Site meeting with the builder and the architect. There is suspiciously less house than there was. I was reconciled to the loss of the kitchen wall but there are walls missing all over now. It is as if someone is rubbing out bits of my life. The meeting went quite well apart from the fact one of the cottages needs to be entirely replastered because of the state of the existing plaster work. "Is it in the spec?" I asked hopefully. No, it's not in the spec so that is an add-on cost. I spotted some cracks in the plaster work upstairs. It looked as though the wall was thinking about leaning backwards to get a better view of the sea. The builder reassured me that it would not be just gaily replastered. He slapped a hard-skinned, dusty hand against its fragile plaster skin. "We'll get a rubber mallet and we'll make sure it's all quite sound before we do the replastering." He slapped it again - brutish and professional. I did not find that as reassuring as he expected; I could tell the wall felt the same way.

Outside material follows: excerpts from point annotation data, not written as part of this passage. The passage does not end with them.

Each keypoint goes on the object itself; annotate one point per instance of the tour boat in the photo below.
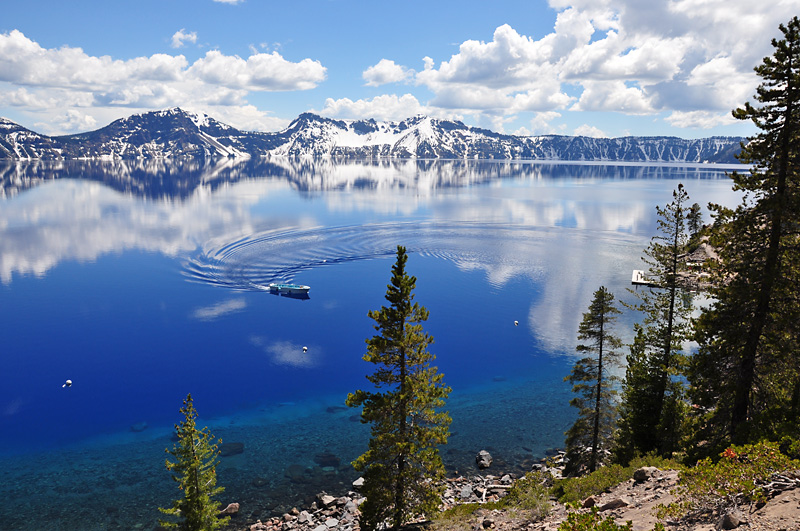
(289, 288)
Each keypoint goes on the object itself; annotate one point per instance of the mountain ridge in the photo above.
(176, 134)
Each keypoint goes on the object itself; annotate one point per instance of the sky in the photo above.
(604, 68)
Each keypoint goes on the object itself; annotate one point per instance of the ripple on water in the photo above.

It is the unpredictability of it all that I find mildly disconcerting; as if you had clambered on to a big red bus and said to the conductor: "A single to...well, wherever we end up." The downstairs concrete floor is uneven and I would like it to be warmer. There is a solution; polystyrene, chipboard and oak flooring. "Is it in the spec?" Funny you should ask - No. The last time I was up, I asked about stripping back the peeling painted beams in the living room. Today I was told the decorator had thought about it and said it would be very expensive (I already knew that was not in the spec); the builder suggested we might be better painting them in blackboard paint. Why would I want to paint them in blackboard paint of all things I wondered. Also, we have knocked down so many walls, there is an unsupported staircase which hangs in the middle of the living room. It looked OK on paper but in reality it is reminiscent of being on board a ship. I keep expecting a cabin boy to skip down it with a tankard of ale for the captain. I wondered whether it could be moved. It can't.

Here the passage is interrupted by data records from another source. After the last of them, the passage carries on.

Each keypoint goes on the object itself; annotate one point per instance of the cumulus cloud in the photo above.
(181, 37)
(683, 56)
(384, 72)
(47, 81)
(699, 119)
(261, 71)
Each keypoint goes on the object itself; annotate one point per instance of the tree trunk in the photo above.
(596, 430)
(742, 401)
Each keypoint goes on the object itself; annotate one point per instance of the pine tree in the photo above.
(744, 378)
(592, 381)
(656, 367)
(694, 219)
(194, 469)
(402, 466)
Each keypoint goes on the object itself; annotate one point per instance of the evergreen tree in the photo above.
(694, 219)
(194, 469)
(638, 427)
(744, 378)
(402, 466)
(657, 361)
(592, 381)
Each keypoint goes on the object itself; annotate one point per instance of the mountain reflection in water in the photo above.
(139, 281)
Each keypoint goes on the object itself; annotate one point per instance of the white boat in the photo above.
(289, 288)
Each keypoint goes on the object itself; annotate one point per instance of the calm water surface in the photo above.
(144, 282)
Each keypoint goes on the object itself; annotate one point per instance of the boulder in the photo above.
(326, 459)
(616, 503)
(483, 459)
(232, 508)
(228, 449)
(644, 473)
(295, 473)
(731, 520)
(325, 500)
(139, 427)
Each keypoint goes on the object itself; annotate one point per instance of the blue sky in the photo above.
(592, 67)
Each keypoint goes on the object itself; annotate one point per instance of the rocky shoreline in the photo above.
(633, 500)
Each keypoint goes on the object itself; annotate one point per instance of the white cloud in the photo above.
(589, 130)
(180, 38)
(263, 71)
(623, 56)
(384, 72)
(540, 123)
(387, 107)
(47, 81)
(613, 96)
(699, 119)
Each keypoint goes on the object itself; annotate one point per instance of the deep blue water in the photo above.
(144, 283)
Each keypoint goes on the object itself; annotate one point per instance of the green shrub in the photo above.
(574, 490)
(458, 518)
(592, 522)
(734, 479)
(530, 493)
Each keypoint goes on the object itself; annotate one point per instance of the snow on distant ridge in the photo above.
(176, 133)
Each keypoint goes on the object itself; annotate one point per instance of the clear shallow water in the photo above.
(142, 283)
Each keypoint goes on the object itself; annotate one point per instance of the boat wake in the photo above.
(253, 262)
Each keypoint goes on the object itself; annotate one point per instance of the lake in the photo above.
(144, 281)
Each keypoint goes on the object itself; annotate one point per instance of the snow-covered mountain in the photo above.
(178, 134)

We were presented with a bill for the first four weeks of work: £7,500. I am sure it could have been worse. I still like my builder and the envelope could have had my name on it rather than my husband's. Why would they put his name on and not mine I wondered? The architect handed it to me; I looked at it and thought: "What the hell, it's not addressed to me." I smiled cheerfully at my husband and passed it along.